Mr. Joanis has some noteworthy points. Most notably on 4-25-96:

start quote==============
BUT, since it has been VERY clear that that my view is considered
"wrong" by many on this list, as evident by the response my post
provoked, than it is clear that those who subscribe to the relativist
and subjectivist world view are contradicting themselves. They are
guilty , as Mr. Pastore would say, of the "ultimate racism"
espousing their views as superior.
=========end quote
This is a valid criticism - particularly in terms of the inherent pitfalls
and hypocrisies of a relativist stance. Earlier (I'm sorry, I've been doing
a lot of deleting and can't remember the source) someone talked about what
happens when a person decides what is "right" or "correct" or "wrong." The
basic idea was that a decision was made and that the effect was of closing a
door to new ideas. However, we all (I assume - perhaps incorrectly?) draw
some lines in our lives - some basic "this is wrong," "this is right" type
distinctions. Aren't those judgments necessary foundations for any other
judgments we make? Or can we operate at all without some point of reference
(this wanders into psychology about which I know nothing, so I'll stop here).
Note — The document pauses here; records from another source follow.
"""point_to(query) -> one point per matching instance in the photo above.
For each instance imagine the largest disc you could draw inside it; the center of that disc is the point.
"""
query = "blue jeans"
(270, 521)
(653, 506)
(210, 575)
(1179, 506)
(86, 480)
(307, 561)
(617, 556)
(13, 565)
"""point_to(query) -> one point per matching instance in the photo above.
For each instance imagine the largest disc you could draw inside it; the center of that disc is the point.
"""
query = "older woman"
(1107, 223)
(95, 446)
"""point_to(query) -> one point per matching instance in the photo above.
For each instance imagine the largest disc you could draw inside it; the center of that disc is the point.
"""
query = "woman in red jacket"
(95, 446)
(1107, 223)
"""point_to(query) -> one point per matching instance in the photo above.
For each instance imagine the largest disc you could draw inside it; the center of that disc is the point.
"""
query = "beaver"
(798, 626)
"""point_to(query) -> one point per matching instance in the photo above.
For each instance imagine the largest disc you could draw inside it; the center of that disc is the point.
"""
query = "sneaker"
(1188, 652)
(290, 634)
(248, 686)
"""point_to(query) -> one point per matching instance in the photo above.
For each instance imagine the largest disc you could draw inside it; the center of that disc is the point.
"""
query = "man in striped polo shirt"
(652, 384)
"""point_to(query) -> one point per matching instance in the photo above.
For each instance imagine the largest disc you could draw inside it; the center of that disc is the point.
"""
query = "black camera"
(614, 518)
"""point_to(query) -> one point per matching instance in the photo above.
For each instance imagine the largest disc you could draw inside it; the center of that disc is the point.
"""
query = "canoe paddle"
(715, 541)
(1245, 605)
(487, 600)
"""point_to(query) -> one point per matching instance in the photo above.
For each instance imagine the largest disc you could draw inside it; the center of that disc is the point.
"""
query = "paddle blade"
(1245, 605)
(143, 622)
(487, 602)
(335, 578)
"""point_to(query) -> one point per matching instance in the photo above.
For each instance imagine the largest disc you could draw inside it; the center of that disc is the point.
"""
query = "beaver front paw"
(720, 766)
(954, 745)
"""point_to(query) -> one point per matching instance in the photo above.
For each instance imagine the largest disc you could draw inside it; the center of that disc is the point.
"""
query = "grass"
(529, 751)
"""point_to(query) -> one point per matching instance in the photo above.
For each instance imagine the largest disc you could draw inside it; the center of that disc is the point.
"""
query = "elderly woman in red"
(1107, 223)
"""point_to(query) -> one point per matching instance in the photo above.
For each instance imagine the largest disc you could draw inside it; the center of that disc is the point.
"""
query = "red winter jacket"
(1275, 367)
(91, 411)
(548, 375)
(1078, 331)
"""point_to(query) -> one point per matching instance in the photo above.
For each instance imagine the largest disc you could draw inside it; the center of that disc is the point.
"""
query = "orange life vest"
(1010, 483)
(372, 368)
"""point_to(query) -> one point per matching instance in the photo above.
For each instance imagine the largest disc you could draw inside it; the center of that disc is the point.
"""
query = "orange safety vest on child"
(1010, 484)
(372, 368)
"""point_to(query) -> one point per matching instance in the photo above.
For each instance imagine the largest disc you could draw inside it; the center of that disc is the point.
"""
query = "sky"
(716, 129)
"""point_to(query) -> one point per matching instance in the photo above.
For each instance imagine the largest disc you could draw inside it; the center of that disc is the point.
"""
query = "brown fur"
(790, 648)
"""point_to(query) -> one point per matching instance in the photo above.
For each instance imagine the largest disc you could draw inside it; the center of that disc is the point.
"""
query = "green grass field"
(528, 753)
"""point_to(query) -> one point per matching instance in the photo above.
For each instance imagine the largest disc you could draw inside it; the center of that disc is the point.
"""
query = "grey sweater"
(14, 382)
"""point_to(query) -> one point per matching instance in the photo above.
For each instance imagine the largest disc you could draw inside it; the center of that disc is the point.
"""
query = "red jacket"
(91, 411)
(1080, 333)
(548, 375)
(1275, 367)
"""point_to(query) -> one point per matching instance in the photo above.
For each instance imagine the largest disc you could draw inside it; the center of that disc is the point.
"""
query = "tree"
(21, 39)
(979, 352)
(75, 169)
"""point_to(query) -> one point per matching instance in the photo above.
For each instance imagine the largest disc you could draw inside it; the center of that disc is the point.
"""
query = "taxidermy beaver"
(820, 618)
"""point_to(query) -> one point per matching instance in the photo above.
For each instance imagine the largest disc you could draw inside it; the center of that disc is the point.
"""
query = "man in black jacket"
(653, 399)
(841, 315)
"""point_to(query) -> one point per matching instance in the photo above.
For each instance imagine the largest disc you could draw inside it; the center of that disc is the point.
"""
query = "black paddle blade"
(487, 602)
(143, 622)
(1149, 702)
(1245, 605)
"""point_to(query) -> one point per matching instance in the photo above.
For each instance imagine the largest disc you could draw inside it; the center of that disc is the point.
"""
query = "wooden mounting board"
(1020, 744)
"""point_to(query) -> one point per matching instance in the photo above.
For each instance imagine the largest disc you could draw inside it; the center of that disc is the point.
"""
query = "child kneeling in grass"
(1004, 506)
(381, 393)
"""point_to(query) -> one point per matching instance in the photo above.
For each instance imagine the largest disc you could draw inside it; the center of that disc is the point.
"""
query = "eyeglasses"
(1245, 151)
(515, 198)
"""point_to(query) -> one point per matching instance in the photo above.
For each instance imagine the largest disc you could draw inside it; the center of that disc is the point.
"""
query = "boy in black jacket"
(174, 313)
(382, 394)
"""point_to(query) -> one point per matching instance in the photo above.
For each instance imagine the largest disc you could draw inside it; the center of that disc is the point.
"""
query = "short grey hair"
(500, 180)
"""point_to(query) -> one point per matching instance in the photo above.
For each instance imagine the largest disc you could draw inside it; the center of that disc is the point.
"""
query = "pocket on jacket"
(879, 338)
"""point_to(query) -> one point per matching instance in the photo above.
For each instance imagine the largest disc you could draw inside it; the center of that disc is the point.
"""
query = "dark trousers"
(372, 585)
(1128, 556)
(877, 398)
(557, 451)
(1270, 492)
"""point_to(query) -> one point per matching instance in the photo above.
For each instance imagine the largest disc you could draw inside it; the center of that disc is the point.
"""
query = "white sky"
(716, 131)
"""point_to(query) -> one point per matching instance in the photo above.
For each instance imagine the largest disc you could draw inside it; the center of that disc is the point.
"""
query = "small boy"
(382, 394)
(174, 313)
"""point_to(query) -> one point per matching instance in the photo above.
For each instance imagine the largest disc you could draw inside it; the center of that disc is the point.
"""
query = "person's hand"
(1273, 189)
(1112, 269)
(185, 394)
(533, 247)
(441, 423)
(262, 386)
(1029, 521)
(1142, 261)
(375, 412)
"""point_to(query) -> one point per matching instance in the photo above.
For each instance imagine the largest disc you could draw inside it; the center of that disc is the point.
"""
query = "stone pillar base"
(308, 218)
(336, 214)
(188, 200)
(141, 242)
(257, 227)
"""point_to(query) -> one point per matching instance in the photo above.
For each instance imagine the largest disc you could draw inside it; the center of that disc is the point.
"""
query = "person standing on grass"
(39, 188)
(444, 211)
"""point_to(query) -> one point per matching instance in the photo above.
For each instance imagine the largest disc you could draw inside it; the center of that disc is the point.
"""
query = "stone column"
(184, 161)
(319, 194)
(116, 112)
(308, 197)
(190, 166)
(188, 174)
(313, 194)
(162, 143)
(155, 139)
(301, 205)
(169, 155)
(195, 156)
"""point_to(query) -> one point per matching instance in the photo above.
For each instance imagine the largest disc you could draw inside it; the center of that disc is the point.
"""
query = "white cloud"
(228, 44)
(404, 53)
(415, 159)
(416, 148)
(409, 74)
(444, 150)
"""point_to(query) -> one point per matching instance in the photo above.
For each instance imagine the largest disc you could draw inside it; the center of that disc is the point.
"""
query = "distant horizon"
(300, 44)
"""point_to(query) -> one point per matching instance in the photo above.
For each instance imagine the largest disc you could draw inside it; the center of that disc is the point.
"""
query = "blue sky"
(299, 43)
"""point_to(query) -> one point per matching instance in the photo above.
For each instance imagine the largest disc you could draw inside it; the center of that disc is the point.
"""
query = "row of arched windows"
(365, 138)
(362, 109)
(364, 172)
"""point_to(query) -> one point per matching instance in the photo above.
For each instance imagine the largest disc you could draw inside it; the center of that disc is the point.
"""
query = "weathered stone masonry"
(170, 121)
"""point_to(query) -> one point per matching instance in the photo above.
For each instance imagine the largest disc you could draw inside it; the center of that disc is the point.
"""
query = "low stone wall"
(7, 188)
Another point Mr. Joanis makes:
start quote===============
By now many might begin to see that
this sort of world view just doesn't fly in science. What does fly in
science is the acknowledgement that there is a single ultimate truth in
most situations. This ulitmate truth is what is sought by scientists. We
may often fall short, we may often become blinded by our social back-
ground, but that does not change the nature of the truth we seek.
===============end quote

Whether you agree with him or not, this is a nagging question. This gets
back to my question about why we should study anthropology at all. If we are
truly relativists, there is no better or worse - only different. If there is
no "truth" to be found (and I am not certain that there is). If anthropology
is about sitting around, seeing what is different and just saying - "oh,
that's interesting" (which is in itself a judgment - what is not
interesting?), it's a leisure activity and I'd rather be a concessonaire at
Wrigley Field for all the good I'm going to do in the world - I'm already
qualified to do that and it would be more fun than a dissertation, I imagine.
However, if there is something deeper to anthropology, which Richard Calo
among others has suggested, than is that something deeper something which we
can call "truth"?

This could get back to the issue of jargon (which I have mentioned unclearly
in previous posts). Are any of us taking the word "truth" to mean the same
thing? And if we all mean different things, does the word really mean
anything at all? How do we know, or how would we go about finding out?

Thanks for listening- Holly

**************************************
"...for there is nothing either good or bad, but thinking makes it so."